Atlanticus (ATLC) Q1 2026 earnings summary
Event summary combining transcript, slides, and related documents.
Q1 2026 earnings summary
8 May, 2026Executive summary
Q1 2026 delivered strong revenue and net income growth, with total operating revenue and other income up 97% year-over-year to $679.5 million, driven by robust legacy asset performance and the successful, ahead-of-schedule integration of Mercury Financial, which contributed $3.1 billion in receivables.
Net income attributable to common shareholders rose to $41.9 million, up 49.8% year-over-year, with diluted EPS at $2.23.
Managed receivables surged 148.5% year-over-year to $6.7 billion, reflecting both organic growth and the Mercury portfolio.

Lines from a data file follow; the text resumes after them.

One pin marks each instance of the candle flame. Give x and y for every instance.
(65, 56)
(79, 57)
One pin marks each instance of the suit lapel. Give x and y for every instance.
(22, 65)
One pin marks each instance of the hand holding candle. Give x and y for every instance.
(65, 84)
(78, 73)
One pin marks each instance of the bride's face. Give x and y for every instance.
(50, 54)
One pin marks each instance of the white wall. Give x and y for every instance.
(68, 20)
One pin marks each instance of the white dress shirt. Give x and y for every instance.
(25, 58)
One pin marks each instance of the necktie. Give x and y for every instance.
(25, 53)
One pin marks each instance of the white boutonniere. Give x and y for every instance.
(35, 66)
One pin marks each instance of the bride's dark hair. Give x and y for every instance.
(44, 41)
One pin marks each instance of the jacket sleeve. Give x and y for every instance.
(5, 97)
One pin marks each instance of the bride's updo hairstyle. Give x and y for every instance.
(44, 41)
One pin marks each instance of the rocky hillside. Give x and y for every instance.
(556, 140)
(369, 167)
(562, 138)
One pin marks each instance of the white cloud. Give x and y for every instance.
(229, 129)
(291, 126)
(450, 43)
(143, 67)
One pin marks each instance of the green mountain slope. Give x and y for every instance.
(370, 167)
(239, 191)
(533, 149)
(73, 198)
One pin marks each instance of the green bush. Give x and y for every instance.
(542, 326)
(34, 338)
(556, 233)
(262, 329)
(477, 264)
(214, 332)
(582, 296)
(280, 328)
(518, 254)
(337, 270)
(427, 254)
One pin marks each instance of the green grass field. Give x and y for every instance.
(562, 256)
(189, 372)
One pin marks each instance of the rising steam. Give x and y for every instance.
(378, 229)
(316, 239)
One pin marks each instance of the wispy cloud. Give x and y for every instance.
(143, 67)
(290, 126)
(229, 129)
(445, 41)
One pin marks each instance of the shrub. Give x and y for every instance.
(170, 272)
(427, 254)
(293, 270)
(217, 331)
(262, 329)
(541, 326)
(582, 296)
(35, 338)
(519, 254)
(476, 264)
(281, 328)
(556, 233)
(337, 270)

Over 600,000 new accounts were added in the quarter, with total accounts served increasing 56.6% to 5.9 million.
Portfolio performance remained favorable, with stable payment behavior and steady purchase activity despite macroeconomic uncertainty.
Financial highlights
Net income attributable to common shareholders was $41.9 million, or $2.23 per diluted share, up 49.8% year-over-year.
Net margin improved to $189.7 million, up 60.5% year-over-year.

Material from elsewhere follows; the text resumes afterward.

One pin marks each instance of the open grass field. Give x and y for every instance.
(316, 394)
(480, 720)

Interest expense rose to $122.8 million, reflecting higher debt balances and borrowing costs.
Total operating expenses increased 69.2% year-over-year to $130.9 million, mainly due to the Mercury acquisition and growth initiatives.
Return on average equity reached 26.8%.
Outlook and guidance
Management expects continued growth in general purpose credit card receivables throughout 2026, outpacing private label credit, and ongoing portfolio optimization and operational integration to drive long-term value.
Guidance for 2026 and 2027 remains on track, with earnings growth and returns on equity expected to meet or exceed 20% targets.
Integration of Mercury's technology and infrastructure is progressing ahead of the planned 18-month timeline.
Anticipate higher interest and operating expenses in upcoming quarters due to additional debt financing and integration costs.
Ongoing product, policy, and pricing changes to the Mercury portfolio are expected to drive future revenue.